Podróż Sztokholm od dołu :) - Baśniowa stacja metra Kungstradgarden



W Sztokholmie byłam trzy dni w czerwcu 2007 roku. Po troszkę będę tutaj dodawać zdjęcia z tego niezwykłego miasta i jego okolic.Na początek jednak chciałabym pokazać coś, co chyba zafascynowało mnie tam najbardziej (prócz oczywiście muzeum statku Wasa, skąd niestety, nie mam zdjęć...).

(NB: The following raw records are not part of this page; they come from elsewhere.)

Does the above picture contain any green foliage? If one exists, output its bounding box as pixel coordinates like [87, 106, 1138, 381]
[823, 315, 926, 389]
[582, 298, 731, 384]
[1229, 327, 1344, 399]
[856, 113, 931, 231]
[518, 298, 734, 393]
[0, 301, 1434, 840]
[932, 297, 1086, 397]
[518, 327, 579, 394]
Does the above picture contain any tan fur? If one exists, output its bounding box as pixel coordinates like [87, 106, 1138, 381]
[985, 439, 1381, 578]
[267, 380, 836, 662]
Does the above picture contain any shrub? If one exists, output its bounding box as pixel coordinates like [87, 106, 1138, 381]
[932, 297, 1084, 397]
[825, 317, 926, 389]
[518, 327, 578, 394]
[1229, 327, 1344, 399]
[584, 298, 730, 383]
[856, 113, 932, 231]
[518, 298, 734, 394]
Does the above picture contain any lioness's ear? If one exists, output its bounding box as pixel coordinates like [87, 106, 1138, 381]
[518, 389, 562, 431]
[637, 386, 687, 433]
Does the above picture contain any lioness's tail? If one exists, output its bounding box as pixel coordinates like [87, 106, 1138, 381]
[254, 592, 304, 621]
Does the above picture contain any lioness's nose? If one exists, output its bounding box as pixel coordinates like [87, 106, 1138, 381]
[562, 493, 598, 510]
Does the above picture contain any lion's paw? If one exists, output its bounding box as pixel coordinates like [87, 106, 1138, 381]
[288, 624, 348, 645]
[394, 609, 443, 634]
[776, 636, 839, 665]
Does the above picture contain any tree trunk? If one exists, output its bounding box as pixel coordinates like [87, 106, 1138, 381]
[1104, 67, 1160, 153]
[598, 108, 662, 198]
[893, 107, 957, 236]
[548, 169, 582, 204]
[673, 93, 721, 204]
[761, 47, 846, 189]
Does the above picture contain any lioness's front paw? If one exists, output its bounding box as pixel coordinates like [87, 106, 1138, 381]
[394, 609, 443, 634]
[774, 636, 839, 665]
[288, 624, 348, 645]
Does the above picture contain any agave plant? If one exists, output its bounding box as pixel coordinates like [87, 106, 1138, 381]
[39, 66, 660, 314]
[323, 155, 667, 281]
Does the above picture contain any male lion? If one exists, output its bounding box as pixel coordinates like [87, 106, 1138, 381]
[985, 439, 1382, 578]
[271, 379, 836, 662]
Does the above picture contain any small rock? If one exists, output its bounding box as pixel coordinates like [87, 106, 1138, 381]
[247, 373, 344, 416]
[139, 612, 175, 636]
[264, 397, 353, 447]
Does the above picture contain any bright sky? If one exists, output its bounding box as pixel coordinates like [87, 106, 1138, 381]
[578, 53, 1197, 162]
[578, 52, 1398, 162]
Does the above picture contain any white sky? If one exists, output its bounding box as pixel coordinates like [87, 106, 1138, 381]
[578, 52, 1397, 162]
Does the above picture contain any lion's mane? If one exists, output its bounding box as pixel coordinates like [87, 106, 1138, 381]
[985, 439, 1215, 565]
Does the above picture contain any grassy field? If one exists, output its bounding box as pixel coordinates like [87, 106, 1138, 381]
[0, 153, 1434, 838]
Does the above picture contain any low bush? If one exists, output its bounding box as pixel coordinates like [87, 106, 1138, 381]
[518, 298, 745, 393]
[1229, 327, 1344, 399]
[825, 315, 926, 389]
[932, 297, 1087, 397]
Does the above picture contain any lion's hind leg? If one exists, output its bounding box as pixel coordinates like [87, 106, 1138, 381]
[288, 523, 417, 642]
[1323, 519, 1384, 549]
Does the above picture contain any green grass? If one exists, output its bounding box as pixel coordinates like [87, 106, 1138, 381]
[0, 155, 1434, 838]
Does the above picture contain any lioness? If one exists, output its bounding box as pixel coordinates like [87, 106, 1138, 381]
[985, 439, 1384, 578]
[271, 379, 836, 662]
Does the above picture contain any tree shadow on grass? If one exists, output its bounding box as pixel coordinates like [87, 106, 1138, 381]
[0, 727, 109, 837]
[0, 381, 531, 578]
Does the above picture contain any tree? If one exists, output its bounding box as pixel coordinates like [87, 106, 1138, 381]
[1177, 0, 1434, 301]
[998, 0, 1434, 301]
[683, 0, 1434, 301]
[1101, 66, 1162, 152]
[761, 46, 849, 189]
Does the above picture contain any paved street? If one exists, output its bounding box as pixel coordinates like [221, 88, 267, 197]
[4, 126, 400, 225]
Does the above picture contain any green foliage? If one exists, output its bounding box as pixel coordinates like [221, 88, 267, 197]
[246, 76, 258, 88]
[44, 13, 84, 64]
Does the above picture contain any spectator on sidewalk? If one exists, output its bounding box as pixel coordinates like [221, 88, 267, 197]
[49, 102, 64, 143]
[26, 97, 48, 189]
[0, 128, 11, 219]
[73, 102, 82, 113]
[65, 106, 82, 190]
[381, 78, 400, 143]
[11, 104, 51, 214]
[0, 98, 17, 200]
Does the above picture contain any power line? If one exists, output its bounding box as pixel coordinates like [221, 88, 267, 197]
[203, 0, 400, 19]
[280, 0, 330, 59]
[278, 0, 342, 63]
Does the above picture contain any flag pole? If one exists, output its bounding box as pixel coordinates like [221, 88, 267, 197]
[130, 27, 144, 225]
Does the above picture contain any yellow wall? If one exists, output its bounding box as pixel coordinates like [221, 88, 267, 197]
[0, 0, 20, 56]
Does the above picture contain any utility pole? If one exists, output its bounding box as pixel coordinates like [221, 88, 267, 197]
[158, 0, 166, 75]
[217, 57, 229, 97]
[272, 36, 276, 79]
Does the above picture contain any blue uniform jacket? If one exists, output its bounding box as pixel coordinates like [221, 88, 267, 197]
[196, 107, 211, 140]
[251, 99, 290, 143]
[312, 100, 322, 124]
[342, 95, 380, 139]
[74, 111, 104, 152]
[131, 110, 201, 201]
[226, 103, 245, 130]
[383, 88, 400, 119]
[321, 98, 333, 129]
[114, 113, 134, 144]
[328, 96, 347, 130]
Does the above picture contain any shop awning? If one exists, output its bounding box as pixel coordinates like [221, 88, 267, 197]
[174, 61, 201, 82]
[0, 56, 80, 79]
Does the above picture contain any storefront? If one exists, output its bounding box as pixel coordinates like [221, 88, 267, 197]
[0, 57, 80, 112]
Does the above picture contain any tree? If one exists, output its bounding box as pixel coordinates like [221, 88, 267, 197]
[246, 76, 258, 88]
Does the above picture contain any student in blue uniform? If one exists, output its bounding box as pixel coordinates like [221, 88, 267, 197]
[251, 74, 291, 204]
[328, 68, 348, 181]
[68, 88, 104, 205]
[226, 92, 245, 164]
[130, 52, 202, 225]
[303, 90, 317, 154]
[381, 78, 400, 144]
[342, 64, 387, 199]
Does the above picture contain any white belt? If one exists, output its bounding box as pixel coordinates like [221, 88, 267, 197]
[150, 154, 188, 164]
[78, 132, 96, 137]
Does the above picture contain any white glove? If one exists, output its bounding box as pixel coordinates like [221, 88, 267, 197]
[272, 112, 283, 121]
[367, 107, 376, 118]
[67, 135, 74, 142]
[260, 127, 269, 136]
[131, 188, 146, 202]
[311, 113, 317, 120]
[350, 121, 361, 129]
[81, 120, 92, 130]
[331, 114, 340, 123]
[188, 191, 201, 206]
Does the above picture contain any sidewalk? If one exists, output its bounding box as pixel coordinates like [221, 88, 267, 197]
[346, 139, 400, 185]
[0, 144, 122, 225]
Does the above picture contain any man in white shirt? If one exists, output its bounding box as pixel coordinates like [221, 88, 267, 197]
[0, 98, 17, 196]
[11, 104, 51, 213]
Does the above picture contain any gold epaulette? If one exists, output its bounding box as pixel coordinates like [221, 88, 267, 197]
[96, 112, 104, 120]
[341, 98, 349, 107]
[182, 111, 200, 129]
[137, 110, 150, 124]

Nasi gospodarze podwieźli nas w okolice stacji metra Kungstradgarden, dali nam dwa bilety miesięczne na okaziciela i powiedzieli, że mamy zjechać schodami w dół, a po co, to zobaczymy same. No więc zjechałyśmy, niczego nieświadome...Znalazłyśmy się w samym środku skandynawskiej baśni...

Sztokholm leży na skałach, i cokolwiek się tu buduje, trzeba drążyć w skałach. Ale w skałach żyją też różne baśniowe duchy. Żeby wydrążyć metro, też trzeba było kuć skały. I tak połączono dwa światy...

Nowoczesny pociąg wjeżdża na baśniową stację, gdzie po skalistych, nierównych ścianach spływa powoli woda, w ciemnych zakątkach pojawiają się jakieś tajemnicze posiągi, jakieś delikatnie połyskujące światełka...Skały czasami zmieniają się w tajemnicze malowidła, pojawiają się jakieś maski...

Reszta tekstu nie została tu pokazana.